For the first time in their 128-year history, the club won't back the GOP nominee.

Photo via iStock/andykatz

Photo via iStock/andykatz

For the first time in the club’s 128-year history, the Harvard Republicans will not endorse the GOP’s presidential nominee, Donald Trump.

Citing “both policy and temperamental concerns,” the school’s largest conservative group and the oldest College Republicans chapter in America condemned Trump in a blistering statement, claiming the real estate mogul’s anti-Muslim, anti-immigrant rhetoric “is poisoning our country and our children.”

“Donald Trump is a threat to the survival of the Republic,” the club said. “His authoritarian tendencies and flirtations with fascism are unparalleled in the history of our democracy. He hopes to divide us by race, by class, and by religion, instilling enough fear and anxiety to propel himself to the White House.
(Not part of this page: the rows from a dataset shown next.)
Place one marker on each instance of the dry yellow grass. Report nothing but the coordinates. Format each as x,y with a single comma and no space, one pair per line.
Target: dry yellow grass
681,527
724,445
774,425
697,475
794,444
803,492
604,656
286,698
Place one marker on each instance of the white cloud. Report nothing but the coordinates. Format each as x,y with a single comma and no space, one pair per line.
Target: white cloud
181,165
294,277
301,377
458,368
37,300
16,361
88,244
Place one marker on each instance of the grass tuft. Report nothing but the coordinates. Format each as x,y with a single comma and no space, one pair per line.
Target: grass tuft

He is looking to to pit neighbor against neighbor, friend against friend, American against American.”

The Harvard Republicans’ disavowal of Trump comes after the GOP nominee repeatedly attacked the family of a fallen Muslim-American soldier, questioned the legitimacy of U.S. elections, kicked a crying baby out of his rally, and told the Washington Post he would not endorse House Speaker Paul Ryan, Sen. John McCain, or Sen. Kelly Ayotte.

“Donald Trump, despite spending more than a year on the campaign trail, has either refused or been unable to educate himself on issues that matter most to Americans like us,” the club went on. “He speaks only in platitudes, about greatness, success, and winning. Time and time again, Trump has demonstrated his complete lack of knowledge on critical matters, meandering from position to position over the course of the election. When confronted about these frequent reversals, Trump lies in a manner more brazen and shameless than anything politics has ever seen.”

Though the group formally opposes Trump, its president Declan P. Garvey told members in an email Thursday that it will still coordinate with those who wish to campaign for Trump, reports the Harvard Crimson.